普通シルクロードと言えば、張騫が切り開いた中央アジアの乾燥地帯を抜けたオアシス路を指しますが、実は、後もう2本のシルクロードがあるのです。

1本は四川から雲南を経て、ミャンマー北部を通りインド東北部に着き、また川を経由してインド西北部海のシルクロードへ進み、イラン高原にたどり着く、所謂西南シルクロードです。このシルクロードの歴史は陸上シルクロードよりもっと早いのです。この間四川省三星堆で3000年前の西アジアとギリシャ文化の特徴がある遺跡が発見されることはこの道が存在していた明証です。

もう1本はアジア大陸の南の海を結んだ南海シルクロードです。南海シルクロードは広州から海に出て、満剌加海峡(今のマラッカ海峡)を通り、錫蘭(今のスリランカ)、インドなどを経由して、東アフリカにたどり着く道です。東アフリカのソマリなどで出土された文物によって、「海上シルクロード」が宋の時代(紀元960年―1126年)に既にあったことが分かりました。

すでにプトレマイオス朝の時代からエジプトは紅海の港からインドと通商を行っており、エジプトを征服した古代ローマはこの貿易路も継承して、南インドにアメリカドゥなどいくつかの商業拠点を築き、絹を求めて中国にまで達したことは中国史書にも記載されています。古代にはマラッカ海峡はあまり使われず、マレー半島のクラ地峡を横断するルートが多かったのです。このルートでセイロン(獅子国)やインド、ペルシアの商人も中国に赴いたのです。陸のシルクロードは諸国の戦争でしばしば中断を余儀なくされたのに対し、海のシルクロードを遮るものはありませんでした。

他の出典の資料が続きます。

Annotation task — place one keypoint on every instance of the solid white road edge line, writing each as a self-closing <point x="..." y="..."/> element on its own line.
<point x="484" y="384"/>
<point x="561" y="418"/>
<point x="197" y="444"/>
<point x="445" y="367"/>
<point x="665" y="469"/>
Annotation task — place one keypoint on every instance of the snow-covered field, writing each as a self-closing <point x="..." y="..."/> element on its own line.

7世紀以降はペルシアの交通路を継承したイスラム商人(アラブ人、ペルシア人等の西アジア出身のイスラム教徒商人)が絹を求めて大挙中国を訪れ、広州などに居留地を築いたのです。中国のイスラム教徒居留地は黄巣の乱によって大打撃を受け、一時後退しましたが、宋代になると再び中国各地に進出し、元代まで続きました。明は海禁政策を取り、朝貢貿易しか認めず、16世紀には喜望峰経由でポルトガルが進出したため、イスラム商人の交易ルートは衰えました。